Over 60% of tokenized bonds and funds at the moment are issued on public blockchains, which provide superior international liquidity and accessibility. Enhanced transparency and on-chain analytics enhance asset monitoring and compliance. Most tokenized belongings are nonetheless custodied off-chain, which means actual danger resides off-chain, whereas blockchains primarily guarantee regulatory compliance. Given these elements, Hong Kong ought to actively discover public blockchain-based tokenization as a core innovation technique, making certain compliance whereas embracing the advantages of an open, permissionless ecosystem.
RWA tokenization represents the convergence of two distinct monetary methods. The best situation just isn’t solely to speed up the migration of real-world belongings onto the blockchain but additionally to make sure that their worth just isn’t confined solely on-chain; in the end, these belongings should serve and combine with the true economic system.

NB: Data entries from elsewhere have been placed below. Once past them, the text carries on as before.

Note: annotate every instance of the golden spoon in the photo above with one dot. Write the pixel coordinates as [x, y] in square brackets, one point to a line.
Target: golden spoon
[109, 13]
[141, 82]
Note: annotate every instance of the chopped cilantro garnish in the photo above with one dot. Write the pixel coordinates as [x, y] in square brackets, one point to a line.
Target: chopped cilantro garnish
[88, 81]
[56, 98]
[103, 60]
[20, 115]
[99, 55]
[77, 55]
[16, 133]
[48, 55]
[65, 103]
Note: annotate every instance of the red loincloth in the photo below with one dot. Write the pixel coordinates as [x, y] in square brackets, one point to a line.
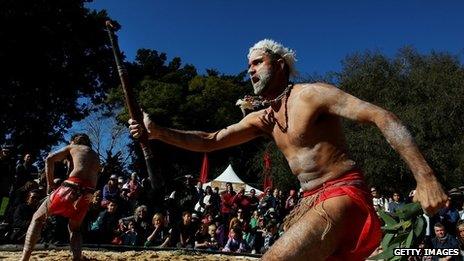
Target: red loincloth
[72, 199]
[352, 185]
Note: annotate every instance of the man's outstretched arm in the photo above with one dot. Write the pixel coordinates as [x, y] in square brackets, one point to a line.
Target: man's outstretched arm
[241, 132]
[332, 100]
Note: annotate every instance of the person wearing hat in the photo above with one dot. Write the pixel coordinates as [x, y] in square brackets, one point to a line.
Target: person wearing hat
[110, 190]
[380, 203]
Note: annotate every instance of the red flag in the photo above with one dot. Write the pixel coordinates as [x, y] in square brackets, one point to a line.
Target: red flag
[204, 169]
[267, 180]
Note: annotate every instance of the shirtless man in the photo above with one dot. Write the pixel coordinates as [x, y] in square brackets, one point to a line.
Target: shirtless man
[72, 198]
[304, 121]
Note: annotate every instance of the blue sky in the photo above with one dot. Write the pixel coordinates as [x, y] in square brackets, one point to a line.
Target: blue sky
[217, 34]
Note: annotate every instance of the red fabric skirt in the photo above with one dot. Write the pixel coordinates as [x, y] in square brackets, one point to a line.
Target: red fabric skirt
[71, 201]
[370, 235]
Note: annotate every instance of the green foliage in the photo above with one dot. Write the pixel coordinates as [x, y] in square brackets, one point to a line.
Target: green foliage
[52, 54]
[407, 232]
[425, 91]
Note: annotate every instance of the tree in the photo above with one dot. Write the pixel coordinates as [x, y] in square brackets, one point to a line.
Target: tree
[426, 92]
[53, 54]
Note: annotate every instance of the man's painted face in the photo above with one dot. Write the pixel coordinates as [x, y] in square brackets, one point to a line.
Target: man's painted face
[260, 70]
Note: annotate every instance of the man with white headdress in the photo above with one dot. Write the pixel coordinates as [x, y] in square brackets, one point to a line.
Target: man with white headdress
[304, 121]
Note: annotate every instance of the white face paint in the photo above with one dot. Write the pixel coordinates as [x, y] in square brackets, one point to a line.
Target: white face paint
[262, 71]
[397, 134]
[264, 76]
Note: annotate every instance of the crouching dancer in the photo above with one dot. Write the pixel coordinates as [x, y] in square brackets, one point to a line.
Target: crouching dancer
[72, 198]
[336, 220]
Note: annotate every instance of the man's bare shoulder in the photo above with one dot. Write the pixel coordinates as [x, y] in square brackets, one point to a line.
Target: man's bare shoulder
[81, 149]
[309, 90]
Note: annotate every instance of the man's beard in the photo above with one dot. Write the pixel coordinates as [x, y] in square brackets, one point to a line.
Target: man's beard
[264, 78]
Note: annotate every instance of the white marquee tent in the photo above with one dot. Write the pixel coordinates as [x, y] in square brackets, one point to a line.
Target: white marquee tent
[229, 175]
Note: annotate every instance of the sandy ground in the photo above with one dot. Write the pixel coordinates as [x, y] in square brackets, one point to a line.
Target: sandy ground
[62, 255]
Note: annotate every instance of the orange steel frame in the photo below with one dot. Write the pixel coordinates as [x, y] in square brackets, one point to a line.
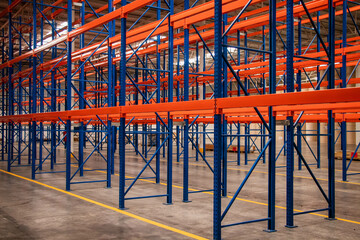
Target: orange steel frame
[133, 100]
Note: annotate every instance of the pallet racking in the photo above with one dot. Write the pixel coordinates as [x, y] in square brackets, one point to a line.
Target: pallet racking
[118, 89]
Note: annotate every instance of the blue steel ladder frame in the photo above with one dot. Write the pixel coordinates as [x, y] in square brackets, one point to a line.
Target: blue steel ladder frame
[151, 72]
[345, 79]
[219, 161]
[291, 145]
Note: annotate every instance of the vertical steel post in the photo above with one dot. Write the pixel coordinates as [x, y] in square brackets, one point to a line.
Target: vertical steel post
[10, 135]
[68, 97]
[298, 82]
[34, 95]
[170, 99]
[186, 120]
[272, 118]
[217, 118]
[110, 100]
[290, 119]
[53, 101]
[122, 100]
[224, 124]
[343, 85]
[331, 124]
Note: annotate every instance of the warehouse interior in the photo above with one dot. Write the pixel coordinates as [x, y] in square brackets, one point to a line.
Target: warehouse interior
[168, 119]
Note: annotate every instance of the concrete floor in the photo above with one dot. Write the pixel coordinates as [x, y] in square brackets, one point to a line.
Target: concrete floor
[32, 211]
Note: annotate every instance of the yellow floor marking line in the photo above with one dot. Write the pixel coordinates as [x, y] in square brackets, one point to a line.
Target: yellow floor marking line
[240, 199]
[190, 235]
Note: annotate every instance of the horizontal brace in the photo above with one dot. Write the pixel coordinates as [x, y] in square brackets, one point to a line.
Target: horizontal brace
[153, 196]
[245, 48]
[50, 172]
[315, 59]
[311, 211]
[240, 223]
[89, 181]
[199, 191]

As Wall Avenue establishments actively advance tokenization, the window of alternative for Hong Kong is narrowing. If Hong Kong can leverage its regulatory and market benefits to embrace innovation — whereas offering conventional monetary establishments with higher flexibility to experiment and placing a stability between innovation and regulatory compliance — it would acquire a major aggressive edge within the tokenization house. Moreover, by capitalizing on the trillions of yuan in belongings accessible from Mainland China, Hong Kong is well-positioned to determine a dominant function on this sector with immense development potential. In response to estimates by Boston Consulting Group, Hong Kong’s potential tokenized asset market might attain HKD 36 trillion.
The time to behave is now. We sit up for seeing Hong Kong speed up its progress in RWA tokenization by 2025.